Un progetto. Accesa di carità, Maddalena si apre al grido dei poveri affamati di pane, di istruzione, di comprensione, della Parola di Dio. Li scopre nei quartieri periferici di Verona, dove i riflessi della Rivoluzione francese, le alterne dominazioni di Imperatori stranieri, le Pasque veronesi, avevano lasciato segni di evidenti devastazione e di umane sofferenze. Ella cerca e trova le prime compagne, chiamate a seguire Cristo povero, casto, obbediente e inviate a testimoniare la sua Carità incondizionata tra i fratelli.
Nel 1808, superate le ultime resistenze della sua famiglia, Maddalena lascia definitivamente il palazzo Canossa per dare inizio, nel quartiere più povero di Verona, a quella che interiormente riconosce essere la volontà del Signore: servire gli uomini più bisognosi con il cuore di Cristo!

Una profezia. La Carità è un fuoco che si dilata! Maddalena si rende disponibile allo Spirito che la guida anche tra i poveri di altre città: Venezia, Milano, Bergamo, Trento ... In pochi decenni le fondazioni della Canossa si moltiplicano, la Famiglia religiosa cresce a servizio del Regno!
L’amore del Crocifisso Risorto arde nel cuore di Maddalena che con le compagne diviene testimone dello stesso amore in cinque ambiti specifici: la scuola di carità per la promozione integrale della persona; la catechesi a tutte le categorie, privilegiando i lontani, l’assistenza rivolta soprattutto alle inferme degli ospedali; seminari residenziali per formare giovani maestre di campagna e preziose collaboratrici dei parroci nelle attività pastorali; corsi di Esercizi spirituali annuali per le dame dell’alta nobiltà, allo scopo di animarle spiritualmente e coinvolgerle nelle varie opere caritative. In seguito questa attività viene rivolta anche a tutte le categorie di persone.

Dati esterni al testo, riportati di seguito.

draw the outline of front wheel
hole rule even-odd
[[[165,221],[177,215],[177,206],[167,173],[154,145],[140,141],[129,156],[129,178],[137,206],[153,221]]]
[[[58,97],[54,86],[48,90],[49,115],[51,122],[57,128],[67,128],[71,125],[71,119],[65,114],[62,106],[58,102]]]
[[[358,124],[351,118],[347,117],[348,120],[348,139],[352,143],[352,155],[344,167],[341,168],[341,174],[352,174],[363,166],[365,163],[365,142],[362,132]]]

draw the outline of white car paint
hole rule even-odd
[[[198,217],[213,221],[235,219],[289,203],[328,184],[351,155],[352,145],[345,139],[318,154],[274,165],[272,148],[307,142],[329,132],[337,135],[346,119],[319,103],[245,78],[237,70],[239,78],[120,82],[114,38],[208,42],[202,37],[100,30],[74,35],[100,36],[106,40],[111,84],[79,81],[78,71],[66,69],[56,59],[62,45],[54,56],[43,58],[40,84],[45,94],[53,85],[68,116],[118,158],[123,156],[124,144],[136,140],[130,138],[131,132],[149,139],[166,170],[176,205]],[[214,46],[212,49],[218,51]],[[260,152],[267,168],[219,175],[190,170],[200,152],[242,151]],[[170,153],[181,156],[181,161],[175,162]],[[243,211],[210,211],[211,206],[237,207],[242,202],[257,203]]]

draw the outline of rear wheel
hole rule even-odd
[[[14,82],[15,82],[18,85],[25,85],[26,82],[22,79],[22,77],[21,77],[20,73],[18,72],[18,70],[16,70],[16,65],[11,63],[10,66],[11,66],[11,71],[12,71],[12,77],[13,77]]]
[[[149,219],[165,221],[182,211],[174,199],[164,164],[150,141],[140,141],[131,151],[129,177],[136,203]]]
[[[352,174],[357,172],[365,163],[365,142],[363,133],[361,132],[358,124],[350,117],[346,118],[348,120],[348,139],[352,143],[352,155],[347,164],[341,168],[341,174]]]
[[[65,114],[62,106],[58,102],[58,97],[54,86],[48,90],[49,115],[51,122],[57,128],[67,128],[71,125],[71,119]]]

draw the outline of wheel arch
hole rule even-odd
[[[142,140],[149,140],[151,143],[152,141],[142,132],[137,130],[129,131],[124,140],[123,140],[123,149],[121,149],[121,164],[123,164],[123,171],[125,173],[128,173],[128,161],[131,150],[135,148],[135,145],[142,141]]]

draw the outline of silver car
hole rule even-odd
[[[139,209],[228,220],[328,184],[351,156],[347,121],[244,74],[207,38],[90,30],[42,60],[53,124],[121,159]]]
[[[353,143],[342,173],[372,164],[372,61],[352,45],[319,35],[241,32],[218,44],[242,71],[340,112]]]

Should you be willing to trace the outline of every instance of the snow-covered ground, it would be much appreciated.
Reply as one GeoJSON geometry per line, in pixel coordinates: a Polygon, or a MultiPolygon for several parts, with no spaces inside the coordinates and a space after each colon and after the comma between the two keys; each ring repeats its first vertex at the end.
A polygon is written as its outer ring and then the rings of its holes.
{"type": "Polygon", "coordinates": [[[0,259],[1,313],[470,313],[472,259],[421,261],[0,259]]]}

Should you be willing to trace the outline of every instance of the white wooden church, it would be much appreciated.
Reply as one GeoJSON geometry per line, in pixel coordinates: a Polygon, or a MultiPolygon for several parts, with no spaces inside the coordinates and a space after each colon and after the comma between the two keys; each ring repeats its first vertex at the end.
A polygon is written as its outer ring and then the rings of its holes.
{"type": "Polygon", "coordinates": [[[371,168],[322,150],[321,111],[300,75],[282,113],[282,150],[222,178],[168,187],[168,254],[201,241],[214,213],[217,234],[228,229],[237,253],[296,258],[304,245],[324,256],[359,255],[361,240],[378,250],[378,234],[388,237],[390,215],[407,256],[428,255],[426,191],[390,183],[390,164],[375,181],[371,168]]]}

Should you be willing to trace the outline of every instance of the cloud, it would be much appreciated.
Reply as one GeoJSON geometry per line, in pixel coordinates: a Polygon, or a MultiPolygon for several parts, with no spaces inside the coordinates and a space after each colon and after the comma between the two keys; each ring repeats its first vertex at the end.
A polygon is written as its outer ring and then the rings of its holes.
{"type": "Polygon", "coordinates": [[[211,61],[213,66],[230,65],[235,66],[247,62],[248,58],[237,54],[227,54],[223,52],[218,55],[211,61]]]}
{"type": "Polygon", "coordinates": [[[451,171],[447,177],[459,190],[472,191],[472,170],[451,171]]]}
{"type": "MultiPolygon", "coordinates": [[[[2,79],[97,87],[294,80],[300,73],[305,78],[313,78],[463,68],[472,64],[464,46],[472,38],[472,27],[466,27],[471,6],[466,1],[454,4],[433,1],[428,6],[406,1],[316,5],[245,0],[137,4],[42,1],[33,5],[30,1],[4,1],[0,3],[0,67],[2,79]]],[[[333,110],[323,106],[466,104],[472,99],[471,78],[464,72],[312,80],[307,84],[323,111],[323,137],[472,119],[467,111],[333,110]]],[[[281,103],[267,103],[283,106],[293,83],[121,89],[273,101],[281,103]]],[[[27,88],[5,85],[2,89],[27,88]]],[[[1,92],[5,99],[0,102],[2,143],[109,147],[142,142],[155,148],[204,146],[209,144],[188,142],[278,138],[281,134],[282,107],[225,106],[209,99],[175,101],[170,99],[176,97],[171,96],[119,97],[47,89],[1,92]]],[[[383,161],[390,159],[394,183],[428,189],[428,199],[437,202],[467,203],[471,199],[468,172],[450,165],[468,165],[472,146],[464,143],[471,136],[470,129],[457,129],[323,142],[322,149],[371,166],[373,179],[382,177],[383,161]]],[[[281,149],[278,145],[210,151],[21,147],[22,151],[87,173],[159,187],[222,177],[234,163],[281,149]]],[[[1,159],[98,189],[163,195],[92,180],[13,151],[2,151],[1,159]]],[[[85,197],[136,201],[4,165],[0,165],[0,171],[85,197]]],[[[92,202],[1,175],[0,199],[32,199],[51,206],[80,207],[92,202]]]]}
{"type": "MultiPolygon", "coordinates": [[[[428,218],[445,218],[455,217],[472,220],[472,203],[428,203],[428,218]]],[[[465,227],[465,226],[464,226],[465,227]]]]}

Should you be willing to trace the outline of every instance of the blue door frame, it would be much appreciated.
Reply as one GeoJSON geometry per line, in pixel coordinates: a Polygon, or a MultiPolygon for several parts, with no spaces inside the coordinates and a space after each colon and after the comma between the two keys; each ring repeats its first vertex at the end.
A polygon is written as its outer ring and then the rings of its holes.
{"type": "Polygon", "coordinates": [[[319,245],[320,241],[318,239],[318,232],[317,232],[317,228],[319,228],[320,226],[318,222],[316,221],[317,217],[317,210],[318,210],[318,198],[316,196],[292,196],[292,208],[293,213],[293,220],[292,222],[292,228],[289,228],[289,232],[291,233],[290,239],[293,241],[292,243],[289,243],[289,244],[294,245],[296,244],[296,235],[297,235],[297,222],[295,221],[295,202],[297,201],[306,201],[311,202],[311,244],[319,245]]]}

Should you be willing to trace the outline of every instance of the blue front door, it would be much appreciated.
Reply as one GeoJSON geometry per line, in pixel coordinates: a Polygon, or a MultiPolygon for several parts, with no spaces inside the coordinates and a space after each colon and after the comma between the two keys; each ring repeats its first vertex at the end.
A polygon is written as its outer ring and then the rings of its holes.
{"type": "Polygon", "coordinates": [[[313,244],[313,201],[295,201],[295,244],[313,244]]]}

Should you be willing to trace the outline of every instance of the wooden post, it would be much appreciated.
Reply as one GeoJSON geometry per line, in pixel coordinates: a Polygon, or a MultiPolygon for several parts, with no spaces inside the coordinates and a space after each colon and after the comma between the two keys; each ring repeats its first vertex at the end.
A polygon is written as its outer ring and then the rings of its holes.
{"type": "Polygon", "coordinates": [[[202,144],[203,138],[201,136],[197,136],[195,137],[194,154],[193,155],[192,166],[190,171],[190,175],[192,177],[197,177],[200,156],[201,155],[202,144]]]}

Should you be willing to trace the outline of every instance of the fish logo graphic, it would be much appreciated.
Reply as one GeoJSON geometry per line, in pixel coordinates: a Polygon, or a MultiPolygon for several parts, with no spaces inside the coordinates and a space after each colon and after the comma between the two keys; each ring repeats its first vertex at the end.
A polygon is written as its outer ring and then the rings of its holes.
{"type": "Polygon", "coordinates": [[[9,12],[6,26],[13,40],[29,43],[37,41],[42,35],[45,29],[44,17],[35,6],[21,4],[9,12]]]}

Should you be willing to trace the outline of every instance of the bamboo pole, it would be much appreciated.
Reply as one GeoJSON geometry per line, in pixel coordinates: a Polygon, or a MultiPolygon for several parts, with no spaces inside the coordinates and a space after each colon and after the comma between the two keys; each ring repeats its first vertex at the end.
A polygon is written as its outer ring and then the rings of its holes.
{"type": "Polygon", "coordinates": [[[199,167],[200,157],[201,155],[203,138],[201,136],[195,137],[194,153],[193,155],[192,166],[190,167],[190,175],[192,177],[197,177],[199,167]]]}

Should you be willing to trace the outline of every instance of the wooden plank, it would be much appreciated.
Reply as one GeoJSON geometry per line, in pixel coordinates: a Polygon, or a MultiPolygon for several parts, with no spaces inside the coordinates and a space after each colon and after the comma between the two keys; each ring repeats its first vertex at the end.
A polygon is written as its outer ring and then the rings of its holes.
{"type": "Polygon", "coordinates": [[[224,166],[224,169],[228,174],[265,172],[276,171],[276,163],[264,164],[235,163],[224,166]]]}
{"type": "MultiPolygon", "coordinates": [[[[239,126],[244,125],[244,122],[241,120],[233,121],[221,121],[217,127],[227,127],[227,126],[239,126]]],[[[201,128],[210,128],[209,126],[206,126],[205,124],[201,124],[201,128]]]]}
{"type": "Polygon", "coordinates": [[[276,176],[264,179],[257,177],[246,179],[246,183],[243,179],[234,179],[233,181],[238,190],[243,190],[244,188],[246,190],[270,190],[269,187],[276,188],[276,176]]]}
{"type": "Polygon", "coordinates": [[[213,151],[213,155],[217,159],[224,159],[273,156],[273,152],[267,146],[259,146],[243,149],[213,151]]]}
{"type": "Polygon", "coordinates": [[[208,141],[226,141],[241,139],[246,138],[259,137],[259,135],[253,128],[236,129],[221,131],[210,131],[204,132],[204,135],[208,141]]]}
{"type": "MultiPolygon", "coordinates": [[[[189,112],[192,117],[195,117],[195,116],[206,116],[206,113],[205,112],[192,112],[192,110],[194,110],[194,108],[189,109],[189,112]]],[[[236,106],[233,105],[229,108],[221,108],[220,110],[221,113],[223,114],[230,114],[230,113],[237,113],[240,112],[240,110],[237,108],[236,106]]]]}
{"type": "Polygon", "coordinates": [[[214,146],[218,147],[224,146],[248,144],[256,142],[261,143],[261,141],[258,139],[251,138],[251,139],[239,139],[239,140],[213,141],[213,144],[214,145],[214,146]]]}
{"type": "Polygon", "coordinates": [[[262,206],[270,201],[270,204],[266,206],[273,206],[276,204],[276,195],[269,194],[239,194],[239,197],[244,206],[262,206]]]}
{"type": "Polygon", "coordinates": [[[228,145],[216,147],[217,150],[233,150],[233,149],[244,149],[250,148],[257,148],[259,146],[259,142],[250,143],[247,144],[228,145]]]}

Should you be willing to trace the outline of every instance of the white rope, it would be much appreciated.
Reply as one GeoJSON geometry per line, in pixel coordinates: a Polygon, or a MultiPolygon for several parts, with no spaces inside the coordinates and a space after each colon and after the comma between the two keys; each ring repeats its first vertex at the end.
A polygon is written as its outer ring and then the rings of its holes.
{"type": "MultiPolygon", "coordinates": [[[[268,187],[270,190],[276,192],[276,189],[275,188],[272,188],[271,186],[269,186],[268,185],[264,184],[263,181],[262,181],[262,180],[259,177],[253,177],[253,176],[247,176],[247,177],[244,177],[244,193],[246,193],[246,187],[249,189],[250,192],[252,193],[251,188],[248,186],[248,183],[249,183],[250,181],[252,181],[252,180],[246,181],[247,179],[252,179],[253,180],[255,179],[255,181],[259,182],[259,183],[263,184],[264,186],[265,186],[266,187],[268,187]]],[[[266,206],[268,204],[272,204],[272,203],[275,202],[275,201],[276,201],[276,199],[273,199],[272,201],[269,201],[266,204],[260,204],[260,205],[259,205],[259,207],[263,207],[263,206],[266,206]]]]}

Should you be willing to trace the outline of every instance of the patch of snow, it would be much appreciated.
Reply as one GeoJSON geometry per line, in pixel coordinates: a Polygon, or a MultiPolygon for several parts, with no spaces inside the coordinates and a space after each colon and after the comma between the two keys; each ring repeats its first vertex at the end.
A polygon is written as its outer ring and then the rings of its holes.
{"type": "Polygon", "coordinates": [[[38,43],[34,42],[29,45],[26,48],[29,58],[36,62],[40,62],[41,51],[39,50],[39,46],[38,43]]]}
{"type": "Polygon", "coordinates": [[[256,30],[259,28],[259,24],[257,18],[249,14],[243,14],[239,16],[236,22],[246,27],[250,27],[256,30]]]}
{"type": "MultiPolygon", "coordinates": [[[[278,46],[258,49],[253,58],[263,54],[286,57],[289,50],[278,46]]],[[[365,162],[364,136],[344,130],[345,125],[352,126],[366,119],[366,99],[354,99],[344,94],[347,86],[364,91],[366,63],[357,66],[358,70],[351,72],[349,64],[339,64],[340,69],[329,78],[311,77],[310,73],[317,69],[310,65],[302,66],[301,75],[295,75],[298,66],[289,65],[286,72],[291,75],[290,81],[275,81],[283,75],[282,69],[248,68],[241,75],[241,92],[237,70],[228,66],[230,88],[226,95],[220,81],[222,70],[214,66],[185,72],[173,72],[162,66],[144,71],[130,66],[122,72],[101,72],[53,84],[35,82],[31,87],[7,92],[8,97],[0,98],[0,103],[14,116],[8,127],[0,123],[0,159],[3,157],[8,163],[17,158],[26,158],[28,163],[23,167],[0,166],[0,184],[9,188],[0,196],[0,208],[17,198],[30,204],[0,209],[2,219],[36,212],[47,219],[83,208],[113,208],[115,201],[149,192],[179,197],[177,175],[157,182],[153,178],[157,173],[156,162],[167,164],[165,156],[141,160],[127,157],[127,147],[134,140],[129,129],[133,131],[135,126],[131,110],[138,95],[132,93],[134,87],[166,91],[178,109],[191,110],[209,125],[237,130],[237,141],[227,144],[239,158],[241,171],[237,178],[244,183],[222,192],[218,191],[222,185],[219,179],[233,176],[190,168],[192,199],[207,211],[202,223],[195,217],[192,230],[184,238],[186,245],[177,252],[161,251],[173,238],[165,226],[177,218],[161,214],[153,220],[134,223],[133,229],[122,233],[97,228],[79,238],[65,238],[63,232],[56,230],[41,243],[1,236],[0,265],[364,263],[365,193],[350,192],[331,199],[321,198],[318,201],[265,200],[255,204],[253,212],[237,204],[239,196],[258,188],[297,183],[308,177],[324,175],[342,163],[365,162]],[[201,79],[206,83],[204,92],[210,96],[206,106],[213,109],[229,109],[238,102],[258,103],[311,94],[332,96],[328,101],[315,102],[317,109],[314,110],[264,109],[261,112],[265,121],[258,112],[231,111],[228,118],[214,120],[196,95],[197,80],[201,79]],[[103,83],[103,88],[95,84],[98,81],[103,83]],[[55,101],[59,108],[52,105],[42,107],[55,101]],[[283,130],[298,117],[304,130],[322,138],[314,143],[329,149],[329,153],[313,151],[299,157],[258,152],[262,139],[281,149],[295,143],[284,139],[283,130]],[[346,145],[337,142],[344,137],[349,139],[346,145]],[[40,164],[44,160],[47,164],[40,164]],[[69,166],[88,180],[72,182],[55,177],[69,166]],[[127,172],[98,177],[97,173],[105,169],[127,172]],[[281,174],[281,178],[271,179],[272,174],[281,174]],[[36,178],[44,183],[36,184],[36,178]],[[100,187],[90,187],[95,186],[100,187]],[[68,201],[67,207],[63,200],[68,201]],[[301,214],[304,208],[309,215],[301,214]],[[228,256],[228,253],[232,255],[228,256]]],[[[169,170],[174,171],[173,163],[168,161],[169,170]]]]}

Attorno alla figura e all’opera di Maddalena gravita una fioritura di altri testimoni della carità: la Naudet, il Rosmini, il Provolo, lo Steeb, il Bertoni, la Campostrini, la Verzeri, la Renzi, i Cavanis, tutti fondatori di altre Famiglie religiose.

Una famiglia. L’Istituzione delle Figlie della Carità tra il 1819 e il 1820 ottiene l’approvazione ecclesiastica nelle varie Diocesi dove le Comunità sono presenti.
Sua Santità Leone XII approva la Regola dell’Istituto, con il Breve Si Nobis, il 23 dicembre 1828.
Verso la fine della vita, dopo ripetuti falliti tentativi con don Antonio Rosminí e don Antonio Provolo, Maddalena riesce a dare avvio anche all’Istituto maschile da lei progettato sin dal 1799.
Il 23 maggio 1831 a Venezia apre il primo Oratorio dei Figli della Carità per la formazione cristiana dei ragazzi e degli uomini, affidandolo al sacerdote veneziano don Francesco Luzzo, coadiuvato da due laici bergamaschi: Giuseppe Carsana e Benedetto Belloni.
Maddalena chiude la sua intensa e feconda giornata terrena a soli 61 anni. Muore a Verona assistita dalle sue Figlie il 10 aprile 1835, venerdì di Passione!